Just look at their tutus and the way their heads touch together, merging into a shape as continuous and flowing as their play -- can't you see why I'm head over heels in love?

August 12, 2012

Sneak Preview


It's been a big week here at Lookout Circle. Lots of news and movement and mood swings. I am frightened and grateful and looking for the lightness of being. Always looking.

August 7, 2012

Two for Tuesday: Bittersweet


There's a fancy pants word literary types use called synecdoche which means, roughly speaking, summoning something in its entirety by drawing attention to a part. In this image, the twosome's woven legs are the part that shows the entirety of a friendship.

It's not every day you find a person you love so much you can cross your bare leg over theirs, making it look like the most natural move in the world.
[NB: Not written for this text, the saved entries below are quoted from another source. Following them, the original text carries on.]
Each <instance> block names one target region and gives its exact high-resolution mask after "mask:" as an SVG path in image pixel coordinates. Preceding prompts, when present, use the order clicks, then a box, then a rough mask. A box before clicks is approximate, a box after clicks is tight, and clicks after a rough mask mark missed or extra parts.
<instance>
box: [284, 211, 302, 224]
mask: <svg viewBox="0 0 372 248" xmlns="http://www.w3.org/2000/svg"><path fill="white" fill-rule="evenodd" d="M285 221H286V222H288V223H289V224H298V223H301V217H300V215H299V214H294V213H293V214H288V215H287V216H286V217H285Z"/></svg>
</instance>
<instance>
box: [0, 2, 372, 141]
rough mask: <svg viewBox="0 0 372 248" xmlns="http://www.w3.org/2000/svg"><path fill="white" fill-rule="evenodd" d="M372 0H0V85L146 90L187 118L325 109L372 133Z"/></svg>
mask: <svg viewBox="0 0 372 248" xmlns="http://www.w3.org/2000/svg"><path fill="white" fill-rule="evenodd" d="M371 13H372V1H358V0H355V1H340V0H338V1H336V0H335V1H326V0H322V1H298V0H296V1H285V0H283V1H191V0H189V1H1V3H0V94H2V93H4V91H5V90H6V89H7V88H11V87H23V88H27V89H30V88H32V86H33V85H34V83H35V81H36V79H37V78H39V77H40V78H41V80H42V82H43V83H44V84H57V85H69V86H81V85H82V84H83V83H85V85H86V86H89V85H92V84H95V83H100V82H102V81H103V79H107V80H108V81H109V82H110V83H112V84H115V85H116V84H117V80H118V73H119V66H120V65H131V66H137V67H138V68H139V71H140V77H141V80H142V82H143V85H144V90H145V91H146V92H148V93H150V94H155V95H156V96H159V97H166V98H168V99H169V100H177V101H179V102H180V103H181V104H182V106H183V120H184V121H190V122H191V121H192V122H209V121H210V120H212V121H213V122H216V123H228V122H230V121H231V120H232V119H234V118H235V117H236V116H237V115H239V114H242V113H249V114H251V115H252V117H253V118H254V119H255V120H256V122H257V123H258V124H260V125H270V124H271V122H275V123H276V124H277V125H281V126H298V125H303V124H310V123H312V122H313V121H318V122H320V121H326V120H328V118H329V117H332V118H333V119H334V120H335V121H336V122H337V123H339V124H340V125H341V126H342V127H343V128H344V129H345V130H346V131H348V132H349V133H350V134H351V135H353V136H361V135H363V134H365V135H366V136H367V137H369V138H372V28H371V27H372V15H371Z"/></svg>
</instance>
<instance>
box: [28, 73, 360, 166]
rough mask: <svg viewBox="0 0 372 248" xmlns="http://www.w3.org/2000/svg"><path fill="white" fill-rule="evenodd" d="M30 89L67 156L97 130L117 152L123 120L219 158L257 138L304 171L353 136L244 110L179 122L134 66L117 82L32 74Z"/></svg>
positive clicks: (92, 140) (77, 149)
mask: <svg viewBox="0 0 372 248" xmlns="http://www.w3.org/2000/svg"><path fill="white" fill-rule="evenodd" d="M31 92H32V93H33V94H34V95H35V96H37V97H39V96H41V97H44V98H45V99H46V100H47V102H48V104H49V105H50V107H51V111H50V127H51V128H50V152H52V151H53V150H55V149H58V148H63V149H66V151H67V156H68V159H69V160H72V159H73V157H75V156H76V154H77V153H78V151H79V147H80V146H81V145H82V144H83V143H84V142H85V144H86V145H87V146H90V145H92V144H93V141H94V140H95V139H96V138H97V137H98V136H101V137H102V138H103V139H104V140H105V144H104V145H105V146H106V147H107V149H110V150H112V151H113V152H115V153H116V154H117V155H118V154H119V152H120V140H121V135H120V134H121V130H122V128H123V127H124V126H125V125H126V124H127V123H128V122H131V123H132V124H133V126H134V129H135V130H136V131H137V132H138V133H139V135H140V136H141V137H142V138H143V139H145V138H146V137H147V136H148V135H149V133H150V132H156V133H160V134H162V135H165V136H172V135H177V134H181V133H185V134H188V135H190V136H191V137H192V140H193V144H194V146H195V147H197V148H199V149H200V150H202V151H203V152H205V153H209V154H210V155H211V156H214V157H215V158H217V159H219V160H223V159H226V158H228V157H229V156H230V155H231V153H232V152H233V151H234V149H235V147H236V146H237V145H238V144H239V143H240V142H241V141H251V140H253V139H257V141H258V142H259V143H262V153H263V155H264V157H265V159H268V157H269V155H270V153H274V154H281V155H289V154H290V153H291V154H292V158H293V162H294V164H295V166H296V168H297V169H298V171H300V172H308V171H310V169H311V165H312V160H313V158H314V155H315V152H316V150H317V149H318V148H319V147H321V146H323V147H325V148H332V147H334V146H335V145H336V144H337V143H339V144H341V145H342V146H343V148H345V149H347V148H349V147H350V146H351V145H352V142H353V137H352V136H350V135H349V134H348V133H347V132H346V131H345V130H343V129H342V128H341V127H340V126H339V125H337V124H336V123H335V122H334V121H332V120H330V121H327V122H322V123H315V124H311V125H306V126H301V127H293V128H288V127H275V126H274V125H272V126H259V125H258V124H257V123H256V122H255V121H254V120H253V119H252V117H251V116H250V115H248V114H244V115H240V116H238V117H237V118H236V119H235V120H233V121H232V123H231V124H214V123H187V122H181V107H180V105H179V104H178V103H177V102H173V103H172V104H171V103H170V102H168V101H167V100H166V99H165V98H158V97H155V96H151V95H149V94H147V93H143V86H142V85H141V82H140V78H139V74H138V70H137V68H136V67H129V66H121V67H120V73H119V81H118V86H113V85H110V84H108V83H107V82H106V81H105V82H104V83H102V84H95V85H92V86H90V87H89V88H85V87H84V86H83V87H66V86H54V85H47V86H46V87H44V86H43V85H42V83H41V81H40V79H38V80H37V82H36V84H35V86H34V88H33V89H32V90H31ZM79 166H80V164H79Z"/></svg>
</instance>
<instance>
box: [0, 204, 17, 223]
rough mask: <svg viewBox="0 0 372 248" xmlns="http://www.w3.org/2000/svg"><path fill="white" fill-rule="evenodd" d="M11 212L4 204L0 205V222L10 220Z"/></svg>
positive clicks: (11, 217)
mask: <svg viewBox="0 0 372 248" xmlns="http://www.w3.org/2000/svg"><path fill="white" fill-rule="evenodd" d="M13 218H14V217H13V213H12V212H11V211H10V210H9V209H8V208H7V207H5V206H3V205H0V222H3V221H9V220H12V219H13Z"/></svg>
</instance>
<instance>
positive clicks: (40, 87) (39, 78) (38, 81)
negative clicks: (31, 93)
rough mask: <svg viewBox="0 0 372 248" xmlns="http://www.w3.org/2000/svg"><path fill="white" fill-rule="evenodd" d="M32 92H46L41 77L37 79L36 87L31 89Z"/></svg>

I taught these two lovely and intelligent classmates during my art residency this year at Forest Park Elementary. I didn't get parental permissions to share their photos, so I cropped the image down to hide their faces and ended up liking how their body language revealed the trust and comfort these fourth grade girls felt with each other. 

When I asked them how long they'd been best friends, they'd said since kindergarten. 

Their intimate unity took on greater meaning when the girl wearing the dress told me she was moving the next day, leaving school in the middle of the year, about to say goodbye to her buddy who knew her secrets, knew her before she could spell.

She was moving, she wasn't sure where, didn't know why and couldn't remember the name of her new school. In an instant, the love I saw became bittersweet.